I want to return all rows that were public in May (2019-05), so if a row was turned to draft (and not back to public) at any point before the end of May, I don't want it. For example:
id | post_id | status | date
-------------------------
1 | 1 | draft | 2019-03-25
2 | 1 | public | 2019-04-02
3 | 1 | draft | 2019-05-25
4 | 2 | draft | 2019-03-10
5 | 2 | public | 2019-04-01
6 | 2 | draft | 2019-06-01
The desired result for the above would return post_id 2
because its last status change prior to the end of May was to public
.
post_id 1
was put back in draft before the end of May, so it would not be included.

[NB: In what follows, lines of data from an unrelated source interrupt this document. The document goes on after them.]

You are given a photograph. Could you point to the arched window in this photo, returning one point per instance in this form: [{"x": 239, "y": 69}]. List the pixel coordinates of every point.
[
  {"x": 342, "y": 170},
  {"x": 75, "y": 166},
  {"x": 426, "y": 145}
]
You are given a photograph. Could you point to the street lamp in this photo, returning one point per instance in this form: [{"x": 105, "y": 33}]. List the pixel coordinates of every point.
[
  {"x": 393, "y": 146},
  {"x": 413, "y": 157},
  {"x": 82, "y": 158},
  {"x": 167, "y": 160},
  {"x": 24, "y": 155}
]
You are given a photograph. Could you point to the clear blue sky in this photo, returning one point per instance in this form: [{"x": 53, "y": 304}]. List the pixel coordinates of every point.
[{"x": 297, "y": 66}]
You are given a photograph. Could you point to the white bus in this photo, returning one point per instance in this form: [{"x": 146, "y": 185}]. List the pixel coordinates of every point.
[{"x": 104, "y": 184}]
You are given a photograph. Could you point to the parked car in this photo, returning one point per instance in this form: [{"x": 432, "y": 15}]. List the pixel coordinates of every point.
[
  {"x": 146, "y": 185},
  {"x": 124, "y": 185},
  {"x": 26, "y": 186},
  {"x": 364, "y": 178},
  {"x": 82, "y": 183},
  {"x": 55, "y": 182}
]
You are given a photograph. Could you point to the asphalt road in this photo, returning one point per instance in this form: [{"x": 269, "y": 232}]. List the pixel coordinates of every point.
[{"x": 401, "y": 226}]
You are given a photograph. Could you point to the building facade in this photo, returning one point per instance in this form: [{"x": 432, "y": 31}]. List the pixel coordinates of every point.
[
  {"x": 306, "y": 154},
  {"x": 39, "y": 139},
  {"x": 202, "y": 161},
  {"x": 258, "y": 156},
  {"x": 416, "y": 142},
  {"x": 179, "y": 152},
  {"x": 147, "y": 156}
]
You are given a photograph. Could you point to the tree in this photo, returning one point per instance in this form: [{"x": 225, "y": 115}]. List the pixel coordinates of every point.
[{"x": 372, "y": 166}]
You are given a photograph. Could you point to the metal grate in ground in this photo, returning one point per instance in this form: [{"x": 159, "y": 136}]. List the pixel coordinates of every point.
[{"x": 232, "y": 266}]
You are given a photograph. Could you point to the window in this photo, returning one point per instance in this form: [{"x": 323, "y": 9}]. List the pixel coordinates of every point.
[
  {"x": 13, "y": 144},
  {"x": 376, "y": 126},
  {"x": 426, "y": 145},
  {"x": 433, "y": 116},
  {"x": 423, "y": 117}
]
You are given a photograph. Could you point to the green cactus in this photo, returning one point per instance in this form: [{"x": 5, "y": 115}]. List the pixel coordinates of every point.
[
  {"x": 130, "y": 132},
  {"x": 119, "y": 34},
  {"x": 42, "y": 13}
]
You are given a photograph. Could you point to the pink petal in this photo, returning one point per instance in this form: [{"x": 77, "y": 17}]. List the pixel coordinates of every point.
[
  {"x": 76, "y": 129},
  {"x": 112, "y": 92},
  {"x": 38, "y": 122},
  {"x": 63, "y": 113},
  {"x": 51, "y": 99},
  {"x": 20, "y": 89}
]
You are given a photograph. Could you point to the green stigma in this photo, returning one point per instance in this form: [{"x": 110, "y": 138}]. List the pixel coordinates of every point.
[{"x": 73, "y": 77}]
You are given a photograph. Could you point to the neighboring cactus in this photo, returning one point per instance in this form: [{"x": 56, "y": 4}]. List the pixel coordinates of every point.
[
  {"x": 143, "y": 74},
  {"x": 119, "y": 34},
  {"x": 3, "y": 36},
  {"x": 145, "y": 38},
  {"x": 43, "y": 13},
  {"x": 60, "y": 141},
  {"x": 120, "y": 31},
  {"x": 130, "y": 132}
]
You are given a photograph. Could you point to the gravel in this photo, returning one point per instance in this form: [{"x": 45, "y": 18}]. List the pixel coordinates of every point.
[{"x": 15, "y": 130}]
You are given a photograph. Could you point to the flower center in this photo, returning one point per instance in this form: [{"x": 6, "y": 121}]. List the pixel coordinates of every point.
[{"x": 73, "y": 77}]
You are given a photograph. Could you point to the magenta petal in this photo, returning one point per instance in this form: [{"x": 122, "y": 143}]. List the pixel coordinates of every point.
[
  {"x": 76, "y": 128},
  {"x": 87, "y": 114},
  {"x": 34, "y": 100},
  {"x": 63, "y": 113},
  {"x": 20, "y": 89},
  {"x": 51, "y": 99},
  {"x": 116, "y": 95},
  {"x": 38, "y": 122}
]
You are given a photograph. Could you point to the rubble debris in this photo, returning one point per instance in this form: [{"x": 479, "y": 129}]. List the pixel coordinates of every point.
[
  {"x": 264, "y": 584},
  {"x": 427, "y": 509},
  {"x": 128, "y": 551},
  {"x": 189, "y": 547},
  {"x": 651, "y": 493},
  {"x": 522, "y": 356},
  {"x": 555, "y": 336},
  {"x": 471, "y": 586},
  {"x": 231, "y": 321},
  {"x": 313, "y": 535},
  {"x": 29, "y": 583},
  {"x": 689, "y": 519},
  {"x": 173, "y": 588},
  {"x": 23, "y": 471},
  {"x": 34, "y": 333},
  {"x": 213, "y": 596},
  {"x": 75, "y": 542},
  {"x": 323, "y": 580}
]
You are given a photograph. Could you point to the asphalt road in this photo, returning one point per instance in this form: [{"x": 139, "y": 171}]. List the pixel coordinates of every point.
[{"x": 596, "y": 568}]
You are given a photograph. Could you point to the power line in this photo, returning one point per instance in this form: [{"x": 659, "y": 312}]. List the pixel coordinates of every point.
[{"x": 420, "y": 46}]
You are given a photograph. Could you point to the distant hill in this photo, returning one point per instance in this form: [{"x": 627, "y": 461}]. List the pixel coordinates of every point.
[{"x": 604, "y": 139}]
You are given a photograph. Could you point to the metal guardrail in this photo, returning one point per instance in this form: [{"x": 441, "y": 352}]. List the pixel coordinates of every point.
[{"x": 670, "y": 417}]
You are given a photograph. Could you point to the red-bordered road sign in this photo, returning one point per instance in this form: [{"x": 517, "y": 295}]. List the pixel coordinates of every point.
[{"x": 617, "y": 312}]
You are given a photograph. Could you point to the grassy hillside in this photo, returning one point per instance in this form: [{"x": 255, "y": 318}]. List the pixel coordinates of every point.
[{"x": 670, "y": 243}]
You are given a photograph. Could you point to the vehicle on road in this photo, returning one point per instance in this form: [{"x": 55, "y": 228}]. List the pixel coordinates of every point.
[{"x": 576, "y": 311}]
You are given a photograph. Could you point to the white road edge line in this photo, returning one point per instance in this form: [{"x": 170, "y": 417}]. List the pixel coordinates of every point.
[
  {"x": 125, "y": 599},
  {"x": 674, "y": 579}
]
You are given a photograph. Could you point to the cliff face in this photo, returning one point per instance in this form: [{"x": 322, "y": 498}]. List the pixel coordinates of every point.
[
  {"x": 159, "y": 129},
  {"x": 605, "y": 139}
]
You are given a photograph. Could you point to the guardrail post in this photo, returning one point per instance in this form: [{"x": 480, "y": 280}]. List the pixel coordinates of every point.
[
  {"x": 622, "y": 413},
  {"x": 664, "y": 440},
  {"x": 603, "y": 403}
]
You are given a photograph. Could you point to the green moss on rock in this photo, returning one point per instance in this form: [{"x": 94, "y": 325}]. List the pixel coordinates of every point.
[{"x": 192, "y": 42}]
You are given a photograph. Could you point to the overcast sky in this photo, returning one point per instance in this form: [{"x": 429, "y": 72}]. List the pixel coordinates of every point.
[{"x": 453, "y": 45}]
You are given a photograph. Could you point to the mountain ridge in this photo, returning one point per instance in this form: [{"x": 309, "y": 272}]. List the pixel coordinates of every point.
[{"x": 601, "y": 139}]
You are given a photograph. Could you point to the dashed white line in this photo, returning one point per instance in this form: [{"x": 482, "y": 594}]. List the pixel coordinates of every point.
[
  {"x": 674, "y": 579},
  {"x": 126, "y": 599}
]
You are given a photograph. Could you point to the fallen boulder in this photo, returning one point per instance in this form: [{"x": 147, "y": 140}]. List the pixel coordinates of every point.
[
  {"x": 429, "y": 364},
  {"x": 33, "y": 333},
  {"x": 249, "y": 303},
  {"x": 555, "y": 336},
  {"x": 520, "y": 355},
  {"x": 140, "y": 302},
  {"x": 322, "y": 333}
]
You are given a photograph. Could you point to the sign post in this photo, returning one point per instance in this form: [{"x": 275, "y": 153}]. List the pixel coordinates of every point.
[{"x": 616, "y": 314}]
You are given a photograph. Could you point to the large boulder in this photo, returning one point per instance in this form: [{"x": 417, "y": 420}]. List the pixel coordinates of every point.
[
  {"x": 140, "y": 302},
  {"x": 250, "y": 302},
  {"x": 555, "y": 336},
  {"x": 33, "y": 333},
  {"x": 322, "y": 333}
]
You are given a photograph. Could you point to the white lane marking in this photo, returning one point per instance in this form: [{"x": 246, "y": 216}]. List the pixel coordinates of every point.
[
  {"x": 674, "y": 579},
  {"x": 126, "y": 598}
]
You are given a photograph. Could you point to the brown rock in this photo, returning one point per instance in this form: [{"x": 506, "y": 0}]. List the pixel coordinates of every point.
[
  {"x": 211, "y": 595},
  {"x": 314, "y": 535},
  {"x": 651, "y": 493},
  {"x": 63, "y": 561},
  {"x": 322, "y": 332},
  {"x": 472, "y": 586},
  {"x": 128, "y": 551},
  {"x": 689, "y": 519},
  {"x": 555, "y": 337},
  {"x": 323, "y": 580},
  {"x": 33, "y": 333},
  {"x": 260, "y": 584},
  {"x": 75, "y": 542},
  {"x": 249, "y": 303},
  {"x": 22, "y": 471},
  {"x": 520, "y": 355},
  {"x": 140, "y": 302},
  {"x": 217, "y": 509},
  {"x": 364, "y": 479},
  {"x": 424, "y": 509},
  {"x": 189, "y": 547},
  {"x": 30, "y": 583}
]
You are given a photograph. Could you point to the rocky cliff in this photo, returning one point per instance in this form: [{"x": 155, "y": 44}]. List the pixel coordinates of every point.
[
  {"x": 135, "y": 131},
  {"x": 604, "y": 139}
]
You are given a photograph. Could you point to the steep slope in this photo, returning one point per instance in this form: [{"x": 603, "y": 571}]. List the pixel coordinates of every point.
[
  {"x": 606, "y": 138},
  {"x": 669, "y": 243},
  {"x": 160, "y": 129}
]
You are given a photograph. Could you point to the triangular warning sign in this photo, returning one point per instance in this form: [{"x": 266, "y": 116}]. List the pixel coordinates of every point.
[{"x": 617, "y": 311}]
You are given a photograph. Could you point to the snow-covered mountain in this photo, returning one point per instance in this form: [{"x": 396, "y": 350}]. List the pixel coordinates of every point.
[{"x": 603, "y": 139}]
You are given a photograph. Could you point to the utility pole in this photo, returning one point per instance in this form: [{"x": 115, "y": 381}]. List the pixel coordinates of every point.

I'm not sure how to use the correct join or sub-queries to do this as efficiently as possible.
You seem to want the status as of 2019-05-31. A correlated subquery seems like the simplest solution:
select t.*
from t
where t.date = (select max(t2.date)
from t t2
where t2.post_id = t.post_id and
t2.date <= '2019-05-31'
);
To get the ones that are public, just add a WHERE
condition:
select t.*
from t
where t.date = (select max(t2.date)
from t t2
where t2.post_id = t.post_id and
t2.date <= '2019-05-31'
) and
t.status = 'public';
For performance, you want an index on (post_id, date)
.
You can also phrase this using a JOIN
:
select t.*
from t join
(select t2.post_id, max(t2.date) as max_date
from t t2
where t2.date <= '2019-05-31'
group by t2.post_id
) t2
on t2.max_date = t.date
where t.status = 'public';
I would expect the correlated subquery to have better performance with the right indexes. However, sometimes MySQL surprises me.